Dockerを「輸送コンテナ」に例えると、イメージしやすくなります。PCの中に「自分専用の魔法の箱」を作る技術と言えます。

3つのポイントで解説します。


1. Dockerの仕組み(どこで動いているのか)

通常、アプリを動かすにはOS(WindowsやMac)に直接ソフトを入れますが、Dockerは「コンテナ」という独立した小さな部屋を作ります。

  • どこで動いている?: 物理マシン(あなたのPCやサーバー)のOSの上で動く「Docker Engine」というプラットフォーム上で動いています。
  • 特徴: OSを丸ごと用意する「仮想マシン」と違い、OSの核(カーネル)を共有するため、爆速で起動し、メモリもあまり食いません。

2. 構築作業と「構築後の場所」

Dockerの構築は、料理のレシピと完成品の関係に似ています。

ステップ名称内容
① 書くDockerfileコンテナの「設計図(レシピ)」を書く作業。
② 作るImage (イメージ)レシピを元に、実行可能な「パッケージ」に固める作業。
③ 動かすContainer (コンテナ)イメージを起動させた「実体」。これがアプリが動く場所。

構築後の場所(どこにあるのか)

  • イメージの保管場所: ローカルの特定フォルダ(通常、直接触ることはない隠し領域)に保存されます。
  • コンテナの場所: Dockerの管理システムの中に存在します。OSのフォルダを探しても、普通のファイルとしては見つかりません。
    • 確認コマンド:docker ps(起動中コンテナ一覧)や docker images

3. 起動中の設定ファイルを修正するには?

「起動中のコンテナ内のファイルを書き換えたい」というケースですね。主に3つの方法がありますが、おすすめは3番目です。

方法A:コンテナの中に入って直接直す

コマンドでコンテナの「中」に入り、Linuxのように操作します。

Bash

docker exec -it コンテナ名 /bin/bash
  • 注意: コンテナを消すと、ここでの修正も消えてしまいます(使い捨てのため)。

方法B:外からファイルをコピーする

PC上のファイルをコンテナに上書きします。

Bash

docker cp 修正したファイル名 コンテナ名:/パス/ファイル名

方法C:マウント(同期)させる(★推奨)

構築時にPCのフォルダとコンテナ内のフォルダを「同期(ボリュームマウント)」させておきます。

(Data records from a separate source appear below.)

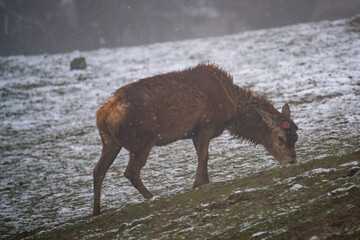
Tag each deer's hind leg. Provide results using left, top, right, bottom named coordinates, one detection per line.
left=193, top=127, right=214, bottom=188
left=93, top=133, right=121, bottom=216
left=124, top=147, right=153, bottom=199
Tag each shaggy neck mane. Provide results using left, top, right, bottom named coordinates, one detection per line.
left=228, top=85, right=277, bottom=144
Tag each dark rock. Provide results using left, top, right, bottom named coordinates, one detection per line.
left=70, top=57, right=87, bottom=70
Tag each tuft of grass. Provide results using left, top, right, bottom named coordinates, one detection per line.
left=13, top=152, right=360, bottom=239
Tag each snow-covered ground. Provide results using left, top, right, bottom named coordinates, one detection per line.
left=0, top=17, right=360, bottom=238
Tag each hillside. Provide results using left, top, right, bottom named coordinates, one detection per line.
left=0, top=16, right=360, bottom=239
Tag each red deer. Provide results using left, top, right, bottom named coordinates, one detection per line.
left=93, top=64, right=298, bottom=216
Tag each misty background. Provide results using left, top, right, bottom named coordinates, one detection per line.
left=0, top=0, right=360, bottom=56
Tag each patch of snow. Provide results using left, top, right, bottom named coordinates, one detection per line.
left=328, top=185, right=357, bottom=196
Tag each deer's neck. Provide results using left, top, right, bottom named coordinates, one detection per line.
left=228, top=88, right=274, bottom=144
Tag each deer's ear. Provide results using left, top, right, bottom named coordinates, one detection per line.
left=256, top=109, right=275, bottom=127
left=281, top=103, right=291, bottom=118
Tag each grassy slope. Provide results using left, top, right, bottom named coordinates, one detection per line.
left=13, top=152, right=360, bottom=239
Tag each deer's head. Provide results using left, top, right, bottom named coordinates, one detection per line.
left=257, top=104, right=298, bottom=164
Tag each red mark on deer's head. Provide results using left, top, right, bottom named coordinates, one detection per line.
left=281, top=122, right=290, bottom=128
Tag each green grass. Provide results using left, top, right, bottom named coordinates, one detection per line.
left=13, top=152, right=360, bottom=239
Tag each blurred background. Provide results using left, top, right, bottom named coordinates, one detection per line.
left=0, top=0, right=360, bottom=56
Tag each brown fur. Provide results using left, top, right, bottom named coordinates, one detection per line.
left=93, top=64, right=297, bottom=215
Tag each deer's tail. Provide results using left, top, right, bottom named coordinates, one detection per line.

  • こうすると、PC側のファイルをVS Codeなどで保存するだけで、即座に起動中のコンテナにも反映されます。

まとめ

  1. 仕組み: OSの上に「コンテナ(箱)」を載せて動かす。
  2. 場所: 構築したイメージはDockerの管理領域にあり、コンテナとして実体化する。
  3. 修正: docker execで中に入るか、事前にPCのフォルダと「同期」させておくのが一般的。